The book contains recipes for ketchups made with mushrooms or walnuts. It also describes how to make puff pastry, which Briggs used in both savoury and sweet dishes.

===Editions===
The book appeared in the following editions.

- 1788 1st Ed. London: G.G.J. and J. Robinson
- 1790? Cork: J. Connor
- 1791 2nd Ed. London: G.G.J. and J. Robinson
- 1791 Dublin: P. Byrne
- 1792 Philadelphia: W. Spotswood, R. Campbell, and B. Johnson as The New Art of Cookery
- 1794 3rd Ed.
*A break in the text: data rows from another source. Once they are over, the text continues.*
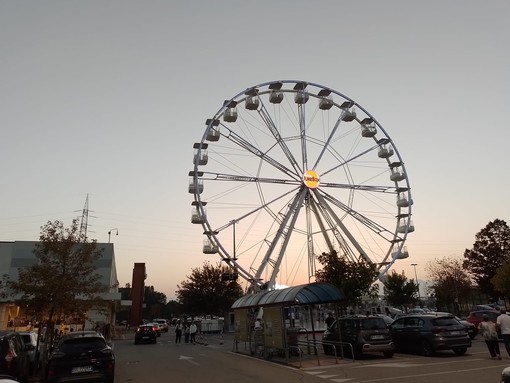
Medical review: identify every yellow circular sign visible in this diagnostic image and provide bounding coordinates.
[303,170,319,189]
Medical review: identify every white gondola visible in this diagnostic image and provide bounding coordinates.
[397,219,414,233]
[193,149,209,165]
[397,195,413,207]
[361,118,377,137]
[269,90,283,104]
[223,107,237,122]
[340,101,356,122]
[391,246,409,259]
[202,238,218,254]
[191,207,207,224]
[390,168,406,182]
[206,127,220,141]
[377,145,394,158]
[244,96,260,110]
[319,95,333,110]
[294,92,310,104]
[188,178,204,194]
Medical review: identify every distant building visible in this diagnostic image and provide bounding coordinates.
[0,241,121,330]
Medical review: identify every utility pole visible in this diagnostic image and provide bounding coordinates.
[411,263,421,307]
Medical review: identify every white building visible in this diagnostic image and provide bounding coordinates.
[0,241,121,330]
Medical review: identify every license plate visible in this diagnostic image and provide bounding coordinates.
[71,366,92,374]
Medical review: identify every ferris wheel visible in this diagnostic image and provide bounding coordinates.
[188,80,414,290]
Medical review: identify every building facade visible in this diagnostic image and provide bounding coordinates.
[0,241,121,330]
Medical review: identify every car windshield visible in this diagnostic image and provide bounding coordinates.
[361,318,387,330]
[434,317,459,326]
[59,338,107,352]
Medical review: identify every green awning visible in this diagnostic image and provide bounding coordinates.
[232,282,344,309]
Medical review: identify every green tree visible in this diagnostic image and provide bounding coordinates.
[383,271,418,307]
[463,219,510,299]
[175,262,243,316]
[425,257,473,314]
[316,250,378,308]
[9,219,108,368]
[491,261,510,297]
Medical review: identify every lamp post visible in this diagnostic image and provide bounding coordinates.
[108,228,119,243]
[411,263,421,307]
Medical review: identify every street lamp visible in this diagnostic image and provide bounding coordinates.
[108,228,119,243]
[411,263,421,307]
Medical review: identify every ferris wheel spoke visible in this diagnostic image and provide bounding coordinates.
[314,191,372,262]
[259,102,303,174]
[255,189,306,287]
[317,193,393,239]
[321,182,397,195]
[306,196,358,261]
[210,188,297,232]
[201,172,301,186]
[322,140,388,175]
[312,111,346,170]
[221,124,299,179]
[298,104,308,169]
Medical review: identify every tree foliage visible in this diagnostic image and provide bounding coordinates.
[10,219,107,321]
[316,250,377,307]
[491,261,510,297]
[425,257,472,311]
[176,262,243,316]
[383,271,419,306]
[463,219,510,299]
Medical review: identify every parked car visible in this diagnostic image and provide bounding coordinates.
[322,316,394,358]
[153,319,168,332]
[0,330,30,382]
[135,325,158,344]
[375,314,393,326]
[455,317,478,339]
[466,310,500,328]
[147,322,161,336]
[46,331,115,383]
[390,314,471,356]
[501,367,510,383]
[18,331,37,371]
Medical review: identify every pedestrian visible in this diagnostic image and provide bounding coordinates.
[324,313,335,327]
[189,322,197,344]
[184,323,189,343]
[496,308,510,357]
[175,319,183,344]
[478,314,501,359]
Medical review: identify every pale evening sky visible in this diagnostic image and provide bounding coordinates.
[0,0,510,299]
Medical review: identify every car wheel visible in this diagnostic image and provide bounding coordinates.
[420,340,434,356]
[453,347,467,355]
[322,345,333,355]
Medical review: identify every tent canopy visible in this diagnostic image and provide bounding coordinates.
[232,282,345,309]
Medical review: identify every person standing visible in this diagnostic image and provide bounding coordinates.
[175,319,183,344]
[184,323,189,344]
[189,322,197,344]
[324,313,335,328]
[478,314,501,359]
[496,308,510,357]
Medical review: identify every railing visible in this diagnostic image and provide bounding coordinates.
[321,340,355,363]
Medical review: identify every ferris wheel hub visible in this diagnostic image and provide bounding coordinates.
[303,170,320,189]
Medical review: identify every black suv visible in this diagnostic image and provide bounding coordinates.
[135,325,158,344]
[47,331,115,383]
[0,331,30,382]
[322,316,394,358]
[390,314,471,356]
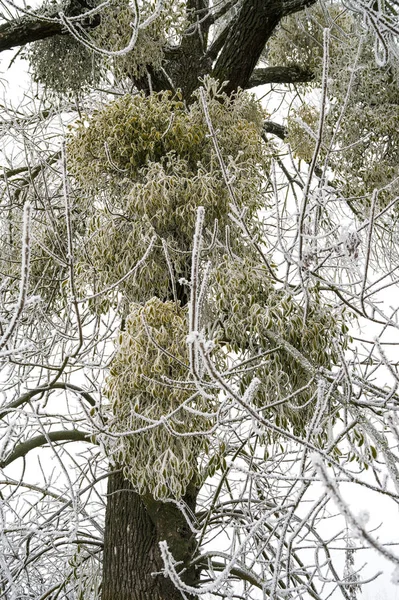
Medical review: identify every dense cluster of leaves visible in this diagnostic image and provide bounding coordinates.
[211,254,346,436]
[27,0,187,96]
[68,81,269,301]
[267,3,399,206]
[106,298,215,500]
[28,35,102,96]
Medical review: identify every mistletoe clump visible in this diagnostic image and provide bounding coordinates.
[265,4,356,80]
[68,80,269,302]
[28,35,101,96]
[267,4,399,209]
[211,257,346,435]
[93,0,187,79]
[106,298,214,500]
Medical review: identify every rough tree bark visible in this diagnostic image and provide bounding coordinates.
[102,471,199,600]
[0,0,315,600]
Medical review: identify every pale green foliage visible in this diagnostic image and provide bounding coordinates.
[28,0,187,95]
[68,82,269,310]
[106,298,214,500]
[211,253,345,435]
[267,4,399,207]
[93,0,187,78]
[266,3,354,77]
[286,104,319,163]
[28,35,101,95]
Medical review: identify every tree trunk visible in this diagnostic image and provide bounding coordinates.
[102,472,199,600]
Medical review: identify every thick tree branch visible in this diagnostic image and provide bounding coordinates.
[0,429,93,469]
[0,382,96,419]
[0,17,65,52]
[246,66,314,88]
[0,0,100,52]
[213,0,315,93]
[263,121,288,141]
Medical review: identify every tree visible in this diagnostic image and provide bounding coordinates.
[0,0,399,600]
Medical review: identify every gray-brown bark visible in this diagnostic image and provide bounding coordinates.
[213,0,315,92]
[102,471,198,600]
[246,65,314,88]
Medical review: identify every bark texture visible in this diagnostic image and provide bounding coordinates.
[102,472,198,600]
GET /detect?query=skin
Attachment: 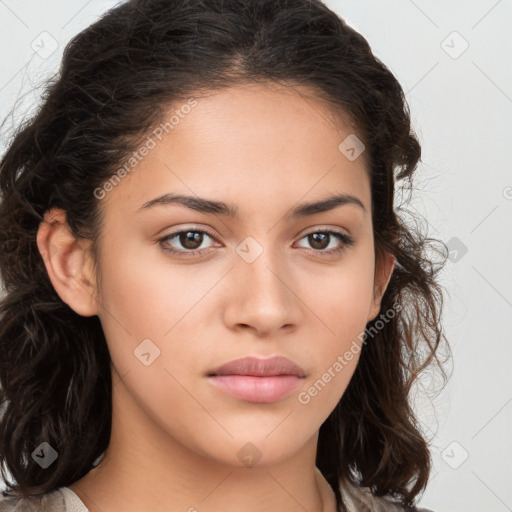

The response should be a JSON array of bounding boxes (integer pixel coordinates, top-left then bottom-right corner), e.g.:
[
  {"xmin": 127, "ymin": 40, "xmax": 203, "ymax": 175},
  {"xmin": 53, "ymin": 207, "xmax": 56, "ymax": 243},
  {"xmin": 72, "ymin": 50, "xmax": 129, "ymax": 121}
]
[{"xmin": 37, "ymin": 84, "xmax": 394, "ymax": 512}]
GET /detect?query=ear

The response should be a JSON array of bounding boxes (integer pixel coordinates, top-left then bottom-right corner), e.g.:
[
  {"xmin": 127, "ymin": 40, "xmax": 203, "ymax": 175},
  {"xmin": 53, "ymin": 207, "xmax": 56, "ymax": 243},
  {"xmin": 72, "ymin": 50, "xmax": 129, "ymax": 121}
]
[
  {"xmin": 367, "ymin": 247, "xmax": 396, "ymax": 322},
  {"xmin": 37, "ymin": 208, "xmax": 99, "ymax": 316}
]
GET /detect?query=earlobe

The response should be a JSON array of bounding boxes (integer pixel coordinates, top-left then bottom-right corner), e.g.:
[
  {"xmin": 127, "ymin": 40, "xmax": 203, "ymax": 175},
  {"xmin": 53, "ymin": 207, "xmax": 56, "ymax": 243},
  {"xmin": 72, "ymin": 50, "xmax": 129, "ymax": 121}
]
[
  {"xmin": 37, "ymin": 208, "xmax": 99, "ymax": 316},
  {"xmin": 367, "ymin": 252, "xmax": 396, "ymax": 322}
]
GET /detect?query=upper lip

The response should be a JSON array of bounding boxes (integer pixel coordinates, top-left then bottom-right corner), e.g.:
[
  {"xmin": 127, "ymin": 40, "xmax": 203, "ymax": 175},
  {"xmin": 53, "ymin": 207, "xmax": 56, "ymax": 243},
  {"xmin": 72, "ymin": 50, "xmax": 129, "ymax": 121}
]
[{"xmin": 208, "ymin": 356, "xmax": 306, "ymax": 377}]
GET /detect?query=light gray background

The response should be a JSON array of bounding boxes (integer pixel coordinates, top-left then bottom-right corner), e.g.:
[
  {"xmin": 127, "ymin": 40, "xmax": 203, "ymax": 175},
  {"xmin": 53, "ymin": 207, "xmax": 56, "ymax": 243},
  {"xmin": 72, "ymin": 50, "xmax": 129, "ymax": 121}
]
[{"xmin": 0, "ymin": 0, "xmax": 512, "ymax": 512}]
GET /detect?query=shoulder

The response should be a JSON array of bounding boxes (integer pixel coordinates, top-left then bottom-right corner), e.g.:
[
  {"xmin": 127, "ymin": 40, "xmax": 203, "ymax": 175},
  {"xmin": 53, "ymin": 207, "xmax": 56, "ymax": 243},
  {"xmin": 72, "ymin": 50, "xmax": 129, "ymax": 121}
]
[
  {"xmin": 0, "ymin": 487, "xmax": 87, "ymax": 512},
  {"xmin": 340, "ymin": 482, "xmax": 434, "ymax": 512}
]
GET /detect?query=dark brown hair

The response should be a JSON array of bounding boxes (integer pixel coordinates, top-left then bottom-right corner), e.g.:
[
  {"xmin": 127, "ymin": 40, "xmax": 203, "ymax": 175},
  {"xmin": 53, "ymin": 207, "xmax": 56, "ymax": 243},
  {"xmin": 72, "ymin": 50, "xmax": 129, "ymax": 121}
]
[{"xmin": 0, "ymin": 0, "xmax": 447, "ymax": 510}]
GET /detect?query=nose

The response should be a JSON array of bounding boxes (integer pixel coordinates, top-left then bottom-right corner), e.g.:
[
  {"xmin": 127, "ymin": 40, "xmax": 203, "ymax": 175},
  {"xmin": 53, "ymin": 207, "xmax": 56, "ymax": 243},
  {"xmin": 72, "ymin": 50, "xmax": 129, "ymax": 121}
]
[{"xmin": 224, "ymin": 246, "xmax": 304, "ymax": 337}]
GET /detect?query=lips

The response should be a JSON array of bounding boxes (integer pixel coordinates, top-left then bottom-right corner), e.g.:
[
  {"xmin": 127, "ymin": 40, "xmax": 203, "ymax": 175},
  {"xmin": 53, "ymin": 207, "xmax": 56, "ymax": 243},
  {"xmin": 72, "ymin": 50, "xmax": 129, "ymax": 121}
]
[
  {"xmin": 208, "ymin": 356, "xmax": 306, "ymax": 403},
  {"xmin": 208, "ymin": 356, "xmax": 306, "ymax": 378}
]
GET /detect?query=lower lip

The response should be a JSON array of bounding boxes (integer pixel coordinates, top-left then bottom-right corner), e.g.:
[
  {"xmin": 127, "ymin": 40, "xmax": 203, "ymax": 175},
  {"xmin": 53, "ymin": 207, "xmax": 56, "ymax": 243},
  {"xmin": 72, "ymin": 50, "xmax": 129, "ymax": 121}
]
[{"xmin": 210, "ymin": 375, "xmax": 302, "ymax": 403}]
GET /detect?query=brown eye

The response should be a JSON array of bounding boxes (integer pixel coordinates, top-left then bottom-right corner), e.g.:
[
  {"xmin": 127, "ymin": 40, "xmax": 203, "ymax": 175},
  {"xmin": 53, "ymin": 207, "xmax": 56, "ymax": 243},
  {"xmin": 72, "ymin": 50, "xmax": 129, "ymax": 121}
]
[
  {"xmin": 294, "ymin": 230, "xmax": 354, "ymax": 256},
  {"xmin": 159, "ymin": 229, "xmax": 214, "ymax": 256}
]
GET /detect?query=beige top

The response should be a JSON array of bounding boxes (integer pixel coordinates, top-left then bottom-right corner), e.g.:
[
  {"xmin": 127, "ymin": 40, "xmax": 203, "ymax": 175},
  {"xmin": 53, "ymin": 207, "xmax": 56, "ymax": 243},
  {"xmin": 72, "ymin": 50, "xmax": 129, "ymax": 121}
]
[{"xmin": 0, "ymin": 475, "xmax": 433, "ymax": 512}]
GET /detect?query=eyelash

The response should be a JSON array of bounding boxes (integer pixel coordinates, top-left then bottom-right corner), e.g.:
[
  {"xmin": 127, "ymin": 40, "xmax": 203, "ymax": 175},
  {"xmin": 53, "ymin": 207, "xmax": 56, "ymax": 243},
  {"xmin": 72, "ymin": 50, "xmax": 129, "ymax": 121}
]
[{"xmin": 158, "ymin": 228, "xmax": 354, "ymax": 257}]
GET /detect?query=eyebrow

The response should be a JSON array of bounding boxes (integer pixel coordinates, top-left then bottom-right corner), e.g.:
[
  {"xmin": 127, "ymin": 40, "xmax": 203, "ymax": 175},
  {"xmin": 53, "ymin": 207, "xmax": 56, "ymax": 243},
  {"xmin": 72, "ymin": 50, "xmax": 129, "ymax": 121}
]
[{"xmin": 139, "ymin": 194, "xmax": 366, "ymax": 219}]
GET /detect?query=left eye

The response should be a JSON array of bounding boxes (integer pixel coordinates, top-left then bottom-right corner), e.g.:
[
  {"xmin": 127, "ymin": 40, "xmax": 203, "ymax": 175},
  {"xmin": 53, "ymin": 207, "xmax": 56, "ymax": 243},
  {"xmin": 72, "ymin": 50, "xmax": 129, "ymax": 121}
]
[{"xmin": 159, "ymin": 229, "xmax": 354, "ymax": 256}]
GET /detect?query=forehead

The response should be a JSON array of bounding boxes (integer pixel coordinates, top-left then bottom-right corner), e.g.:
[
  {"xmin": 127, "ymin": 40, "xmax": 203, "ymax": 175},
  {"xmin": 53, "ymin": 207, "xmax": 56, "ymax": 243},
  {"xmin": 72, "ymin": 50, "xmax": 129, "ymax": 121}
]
[{"xmin": 97, "ymin": 84, "xmax": 370, "ymax": 222}]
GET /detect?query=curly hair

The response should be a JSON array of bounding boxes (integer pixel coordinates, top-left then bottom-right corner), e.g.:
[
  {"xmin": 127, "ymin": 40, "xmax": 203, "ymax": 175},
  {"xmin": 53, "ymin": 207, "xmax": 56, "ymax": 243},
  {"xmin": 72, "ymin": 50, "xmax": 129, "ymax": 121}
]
[{"xmin": 0, "ymin": 0, "xmax": 449, "ymax": 510}]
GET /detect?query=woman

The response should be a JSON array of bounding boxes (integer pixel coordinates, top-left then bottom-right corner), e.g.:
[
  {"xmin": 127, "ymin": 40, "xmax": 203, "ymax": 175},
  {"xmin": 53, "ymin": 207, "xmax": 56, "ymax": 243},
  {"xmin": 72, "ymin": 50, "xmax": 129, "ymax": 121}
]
[{"xmin": 0, "ymin": 0, "xmax": 445, "ymax": 512}]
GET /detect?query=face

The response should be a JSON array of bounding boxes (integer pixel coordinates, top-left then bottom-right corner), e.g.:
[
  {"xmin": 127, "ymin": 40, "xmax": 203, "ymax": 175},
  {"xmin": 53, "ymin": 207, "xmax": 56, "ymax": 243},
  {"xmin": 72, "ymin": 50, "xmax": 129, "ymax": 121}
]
[{"xmin": 46, "ymin": 85, "xmax": 394, "ymax": 466}]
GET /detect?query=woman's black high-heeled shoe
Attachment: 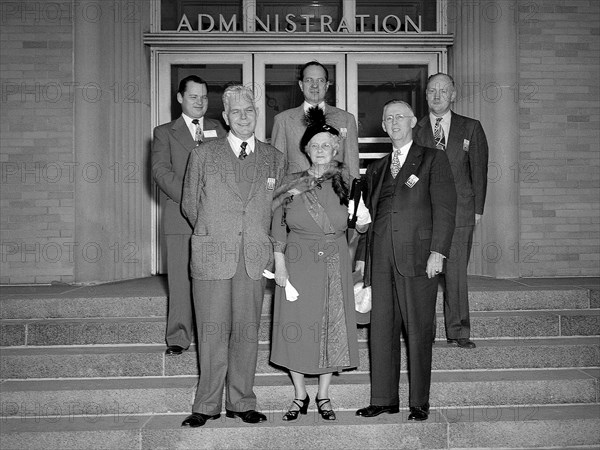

London: G.G.J. and J. Robinson
- 1798 Dublin: P. Byrne
- 1798 2nd American Ed. Boston: W. Spotswood
- 1806 Dublin:

==Reception==

The Monthly Review of 1789 "confessed that there may be, and actually are, subjects, both above and below our reach; and we now acknowledge that cookery is one of them." It agreed with the proverb that the proof of the pudding was in the eating, but "none of the corps [of reviewers] will venture to say how the pudding should be made."

The Critical Review, or Annals of Literature of 1790 more boldly asserted that the book "appears to be a work of great merit", but, stating that cooks were "a numerous body, and we are not sufficient adepts to decide on their different pretensions", confined itself to quoting Briggs's credentials from the title page, and confirming that he "is now at the Temple Coffee-house, where we have tasted, with pleasure, several excellent dishes of his composition."